Vincent then traces the evolution of AI interaction from prompt engineering to context engineering and now to intent engineering. Prompt engineering, which involved trial-and-error with input prompts, has given way to more sophisticated methods like tool calling and retrieval-augmented generation (RAG), allowing for more modular and steerable AI agents. The latest phase, intent engineering, leverages the ability of AI systems to self-optimize based on user intent, making the evaluation process more complex but also more aligned with real-world usage. This shift challenges traditional evaluation methods because different users may experience AI agents differently, requiring more personalized and adaptive testing frameworks.

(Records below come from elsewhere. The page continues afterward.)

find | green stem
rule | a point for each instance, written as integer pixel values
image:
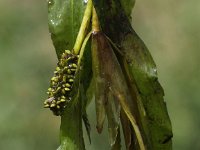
(83, 29)
(83, 48)
(71, 134)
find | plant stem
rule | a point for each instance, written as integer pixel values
(83, 29)
(95, 21)
(71, 134)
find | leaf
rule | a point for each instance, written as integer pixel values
(141, 74)
(113, 115)
(128, 5)
(101, 86)
(65, 17)
(108, 70)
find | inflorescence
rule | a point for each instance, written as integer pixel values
(61, 83)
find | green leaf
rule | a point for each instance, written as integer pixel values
(65, 17)
(108, 70)
(128, 5)
(141, 74)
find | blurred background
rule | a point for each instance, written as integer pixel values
(170, 30)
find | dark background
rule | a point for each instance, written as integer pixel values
(171, 31)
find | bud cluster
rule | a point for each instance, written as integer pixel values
(61, 83)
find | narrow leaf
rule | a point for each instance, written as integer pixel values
(142, 72)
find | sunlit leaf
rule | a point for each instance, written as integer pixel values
(128, 6)
(141, 74)
(65, 17)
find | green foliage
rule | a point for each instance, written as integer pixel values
(142, 75)
(65, 17)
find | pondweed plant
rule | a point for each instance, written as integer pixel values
(100, 54)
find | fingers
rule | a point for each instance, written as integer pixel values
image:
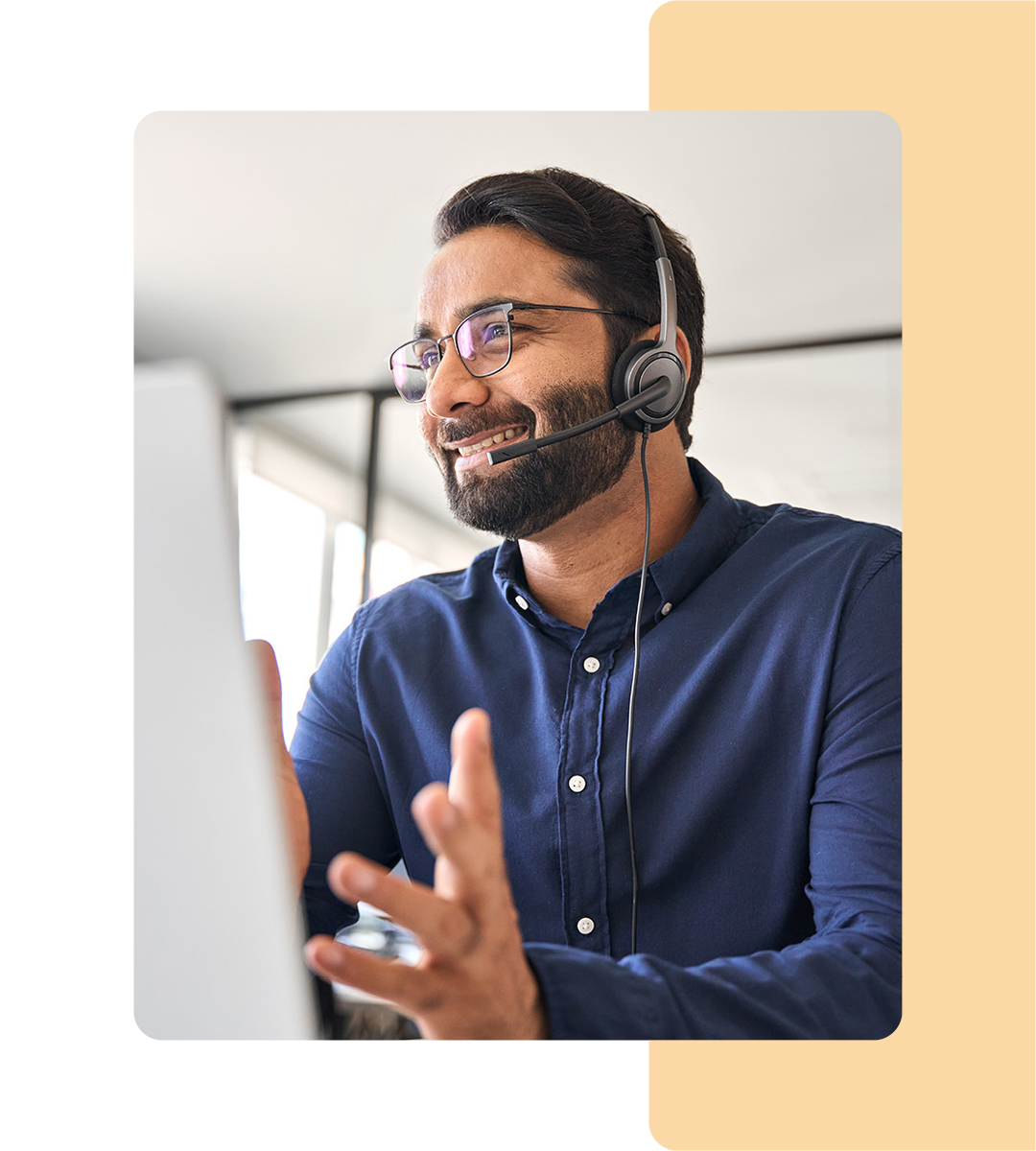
(357, 968)
(473, 784)
(443, 928)
(271, 678)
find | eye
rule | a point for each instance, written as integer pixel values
(427, 356)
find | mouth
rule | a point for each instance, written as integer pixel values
(471, 453)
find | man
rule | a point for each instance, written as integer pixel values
(754, 852)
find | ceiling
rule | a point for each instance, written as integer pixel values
(285, 250)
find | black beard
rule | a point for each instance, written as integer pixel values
(539, 489)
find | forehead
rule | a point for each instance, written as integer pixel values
(490, 265)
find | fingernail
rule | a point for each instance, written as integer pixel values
(358, 876)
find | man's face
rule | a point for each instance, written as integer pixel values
(557, 378)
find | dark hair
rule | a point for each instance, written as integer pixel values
(609, 247)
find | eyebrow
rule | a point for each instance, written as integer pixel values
(426, 332)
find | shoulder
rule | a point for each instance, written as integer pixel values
(426, 603)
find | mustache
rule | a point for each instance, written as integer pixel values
(460, 427)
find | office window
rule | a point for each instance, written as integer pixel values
(281, 562)
(302, 578)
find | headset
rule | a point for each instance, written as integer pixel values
(648, 381)
(648, 385)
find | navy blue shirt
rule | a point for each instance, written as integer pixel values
(765, 771)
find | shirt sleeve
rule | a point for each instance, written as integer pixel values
(843, 982)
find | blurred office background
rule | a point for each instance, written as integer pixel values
(282, 251)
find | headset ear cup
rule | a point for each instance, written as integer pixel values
(623, 377)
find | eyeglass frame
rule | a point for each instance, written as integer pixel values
(506, 309)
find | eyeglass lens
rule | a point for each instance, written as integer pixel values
(483, 341)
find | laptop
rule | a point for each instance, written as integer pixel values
(218, 931)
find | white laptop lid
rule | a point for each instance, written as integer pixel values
(217, 929)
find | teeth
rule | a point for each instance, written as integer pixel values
(488, 442)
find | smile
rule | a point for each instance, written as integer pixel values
(488, 442)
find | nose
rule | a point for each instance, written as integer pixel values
(453, 386)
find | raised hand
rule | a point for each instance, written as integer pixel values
(472, 979)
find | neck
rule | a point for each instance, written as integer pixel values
(573, 565)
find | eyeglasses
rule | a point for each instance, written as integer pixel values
(483, 341)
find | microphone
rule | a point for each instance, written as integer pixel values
(655, 390)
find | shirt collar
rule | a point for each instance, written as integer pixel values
(671, 578)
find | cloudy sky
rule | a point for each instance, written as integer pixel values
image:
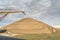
(47, 11)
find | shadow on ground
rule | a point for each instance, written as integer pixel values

To address these challenges, Vincent proposes a new paradigm where evaluations are continuous, adaptive, and integrated into the AI system itself. He envisions evaluations that use telemetry and trace data to detect changes in user behavior or system performance, enabling the AI to self-correct and optimize in real time. This approach treats evaluations not as static datasets but as living, evolving processes that respond to the environment and user needs. He calls this concept “eval calcification,” highlighting the risk of evaluations becoming outdated unless they evolve alongside AI systems.
In conclusion, Vincent urges the AI community to rethink evaluation as a dynamic, ongoing process that embraces the malleability of modern AI. He encourages viewing evaluations as code or living agents that continuously adapt, rather than fixed points in time. This mindset shift is essential for managing the unpredictable 20% of AI behavior that can cause significant issues in production. While his team at Comet ML is still developing these adaptive evaluation systems, Vincent’s insights provide a roadmap for future AI evaluation practices that are more resilient, responsive, and aligned with the realities of agentic AI.